I got a start at education too for they made me walk five miles to the village school each day — my fellow pupils did not make me welcome being nothing but a stupid townie in their eyes but six years growing in Kirkton had taught me to look out for myself and when they saw I could bite they soon learned to leave me be.
So here I lived happily for five or six years — till such time as I was told it was time for me to earn my living which I might do as boy of all work in the household — and so training up to footman or some such — or I could be set on at the mill in Kirkton.
I asked my mother what I should choose — expecting she would be warm for the household — but she surprised me saying it was an ill life always at her mistress whim and depending on her moods — and specially so for a man who must find it hard work winning a mans respect as a servant.
I was young but not so young as not to know this must have been hard for her to say — Wanwood being more than thirty miles from Kirkton where indeed they still kept up the Maisterhouse but Mrs Grindal rarely went there these days dividing her time between Wanwood and the London house they had bought and a house they leased by the sea near a place called Cromer which was where the fashionable people went. These last two I never visited staying behind under the care of the housekeeper at Wanwood — which truth to tell was no care at all — so though I missed my mother it was small pain otherwise to be left behind — my own master to roam at will.
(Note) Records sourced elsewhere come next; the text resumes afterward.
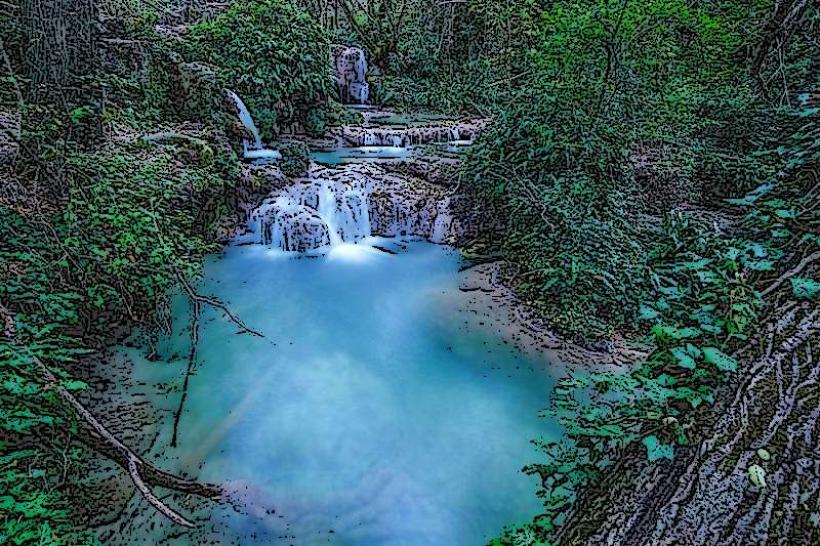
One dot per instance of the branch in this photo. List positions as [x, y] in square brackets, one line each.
[105, 442]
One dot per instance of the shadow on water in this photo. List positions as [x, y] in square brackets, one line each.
[367, 415]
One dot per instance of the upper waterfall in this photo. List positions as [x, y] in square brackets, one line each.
[252, 147]
[351, 69]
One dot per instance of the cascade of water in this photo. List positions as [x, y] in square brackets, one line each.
[328, 208]
[252, 147]
[443, 221]
[314, 214]
[351, 70]
[247, 120]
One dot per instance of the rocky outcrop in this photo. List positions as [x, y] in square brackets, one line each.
[351, 68]
[408, 135]
[347, 203]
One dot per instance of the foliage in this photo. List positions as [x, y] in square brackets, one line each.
[274, 55]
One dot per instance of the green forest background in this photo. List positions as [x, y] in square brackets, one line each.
[655, 164]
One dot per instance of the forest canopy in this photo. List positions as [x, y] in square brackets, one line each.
[649, 172]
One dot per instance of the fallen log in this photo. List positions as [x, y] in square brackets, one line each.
[141, 473]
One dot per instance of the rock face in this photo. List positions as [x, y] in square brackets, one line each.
[351, 67]
[293, 228]
[347, 203]
[400, 135]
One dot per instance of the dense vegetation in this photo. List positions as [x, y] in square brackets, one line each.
[650, 172]
[116, 177]
[655, 164]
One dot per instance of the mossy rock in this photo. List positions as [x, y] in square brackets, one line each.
[757, 475]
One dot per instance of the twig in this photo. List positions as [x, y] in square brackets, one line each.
[196, 309]
[129, 460]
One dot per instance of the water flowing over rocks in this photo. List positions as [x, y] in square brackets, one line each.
[461, 131]
[351, 69]
[349, 203]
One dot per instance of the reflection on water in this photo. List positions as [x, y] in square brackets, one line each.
[369, 415]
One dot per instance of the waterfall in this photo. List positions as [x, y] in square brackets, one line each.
[252, 148]
[443, 222]
[333, 210]
[313, 215]
[351, 75]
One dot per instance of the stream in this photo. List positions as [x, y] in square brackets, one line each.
[375, 411]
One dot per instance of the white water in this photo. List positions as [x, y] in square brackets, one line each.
[253, 149]
[314, 215]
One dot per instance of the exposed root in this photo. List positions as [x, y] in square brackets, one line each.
[214, 302]
[140, 472]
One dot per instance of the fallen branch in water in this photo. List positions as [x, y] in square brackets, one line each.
[214, 302]
[140, 472]
[196, 309]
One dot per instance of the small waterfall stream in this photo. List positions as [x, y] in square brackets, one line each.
[326, 212]
[253, 147]
[314, 214]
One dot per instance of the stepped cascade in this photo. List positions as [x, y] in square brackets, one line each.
[344, 206]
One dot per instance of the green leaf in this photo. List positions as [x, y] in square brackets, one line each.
[722, 361]
[684, 359]
[656, 450]
[804, 288]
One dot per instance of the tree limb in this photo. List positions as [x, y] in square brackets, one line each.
[138, 470]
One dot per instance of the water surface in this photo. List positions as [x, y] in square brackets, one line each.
[368, 415]
[353, 154]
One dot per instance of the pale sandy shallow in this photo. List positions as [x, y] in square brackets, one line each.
[487, 303]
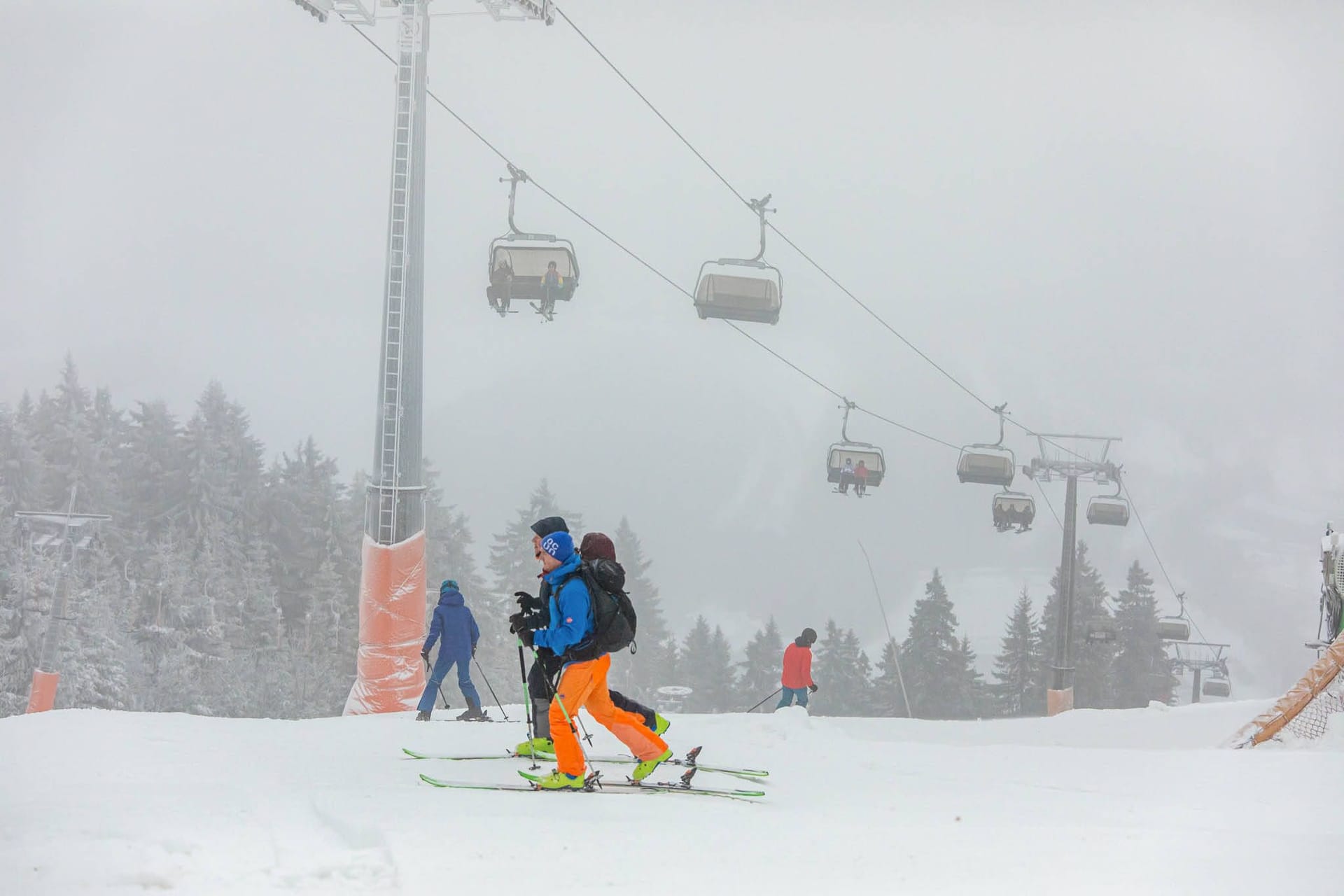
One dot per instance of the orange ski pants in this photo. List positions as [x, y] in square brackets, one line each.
[584, 685]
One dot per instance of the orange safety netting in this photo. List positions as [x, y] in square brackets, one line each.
[43, 694]
[1297, 701]
[391, 628]
[1058, 701]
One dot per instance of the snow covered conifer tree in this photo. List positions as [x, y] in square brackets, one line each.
[932, 654]
[1016, 673]
[1142, 668]
[762, 665]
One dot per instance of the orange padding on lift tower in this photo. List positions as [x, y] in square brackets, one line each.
[1316, 680]
[1058, 701]
[391, 628]
[43, 694]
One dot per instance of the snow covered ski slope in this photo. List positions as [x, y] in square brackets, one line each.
[1091, 802]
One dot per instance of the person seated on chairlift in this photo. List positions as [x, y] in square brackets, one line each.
[552, 282]
[500, 280]
[860, 479]
[847, 476]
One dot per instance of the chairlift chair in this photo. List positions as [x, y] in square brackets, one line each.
[1174, 629]
[1101, 630]
[1108, 510]
[741, 289]
[844, 457]
[988, 464]
[1014, 510]
[519, 262]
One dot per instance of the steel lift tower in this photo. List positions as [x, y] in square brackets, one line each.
[1086, 460]
[391, 601]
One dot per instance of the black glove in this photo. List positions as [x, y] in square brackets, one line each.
[527, 602]
[521, 621]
This being used to being left alone added to what my mother said made me resolve to work at the mill — two days later I travelled to Kirkton in the coach with Mr Grindal himself who spent most of his time at the Maisterhouse — in those days he seemed a giant with brows like a ploughed field that used to turn black when he lost his temper which was quick and terrible. But he spoke kindly to me on the journey seeming surprised at my choice but pleased too — saying that I was a sharp lad and if I kept my nose clean there was no reason I shouldnt prosper.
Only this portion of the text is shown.